The entire purification work is monitored by the Water-Now System, an automated water quality monitoring system installed in 156 places, including water intake stations and water purification plants in Seoul.

Every household in Seoul receives the Arisu water, which is how the government now refers to tap water.

The city government said yesterday the accounted water rate, the amount of water used by households after it is transported from water purification plants, for the city is 94.5 percent as of 2012, up from 55.2 percent in 1989. The city government added that the increase of the accounted water rate means the amount of wasted water has gone down.

For example, when the purified water leaks while it is transported through water pipes, the accounted water rate decreases.

The city government said the number is greater than other cities in advanced countries, including Los Angeles (94 percent) and Paris (91 percent), but lower than Tokyo (95.8 percent).
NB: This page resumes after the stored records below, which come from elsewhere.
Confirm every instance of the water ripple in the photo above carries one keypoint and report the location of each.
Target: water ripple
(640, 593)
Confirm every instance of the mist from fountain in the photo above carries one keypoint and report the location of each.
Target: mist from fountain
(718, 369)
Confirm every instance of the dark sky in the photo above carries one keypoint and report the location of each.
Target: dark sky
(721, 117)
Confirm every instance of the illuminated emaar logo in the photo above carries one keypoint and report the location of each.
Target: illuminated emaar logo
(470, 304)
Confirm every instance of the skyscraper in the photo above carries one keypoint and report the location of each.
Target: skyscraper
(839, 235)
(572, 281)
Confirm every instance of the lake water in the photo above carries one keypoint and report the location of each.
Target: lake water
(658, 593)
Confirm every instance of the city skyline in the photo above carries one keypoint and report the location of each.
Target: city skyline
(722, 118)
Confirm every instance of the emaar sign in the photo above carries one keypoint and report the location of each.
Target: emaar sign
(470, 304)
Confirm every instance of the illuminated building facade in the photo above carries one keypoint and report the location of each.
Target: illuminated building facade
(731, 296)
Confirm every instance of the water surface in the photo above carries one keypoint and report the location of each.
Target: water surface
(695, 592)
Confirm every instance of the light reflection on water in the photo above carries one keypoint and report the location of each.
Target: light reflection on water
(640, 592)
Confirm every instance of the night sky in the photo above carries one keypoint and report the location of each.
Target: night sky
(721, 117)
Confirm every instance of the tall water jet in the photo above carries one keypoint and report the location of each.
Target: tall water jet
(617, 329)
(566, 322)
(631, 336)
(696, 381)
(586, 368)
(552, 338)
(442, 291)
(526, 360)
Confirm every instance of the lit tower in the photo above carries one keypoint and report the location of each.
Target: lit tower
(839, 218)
“We have continuously replaced old water pipes that transport purified Arisu into houses for years,” a spokesman of the city government said. “We judge that such changes improved the quality of tap water as well.”

Unfortunately, Arisu is not still considered by many to be acceptable drinking water.

When the Office of Waterworks conducted a survey of 2,300 randomly selected citizens, only 4.1 percent of the respondents said they drink Arisu without boiling it first.

According to the study jointly conducted by Woongjin Coway and Gallup, the number of water purifiers at houses in Seoul has increased from 43.7 percent in 2007 to 58 percent last year.

“I believe the city government that the quality of tap water has been improved for years due to the Arisu project, but they must know that the tap water could be polluted when it’s transported into water pipes that are installed in houses, which the city government can’t do anything about,” said Social Environment System Engineering Prof. Kim Hyung-soo from Sungkyunkwan University.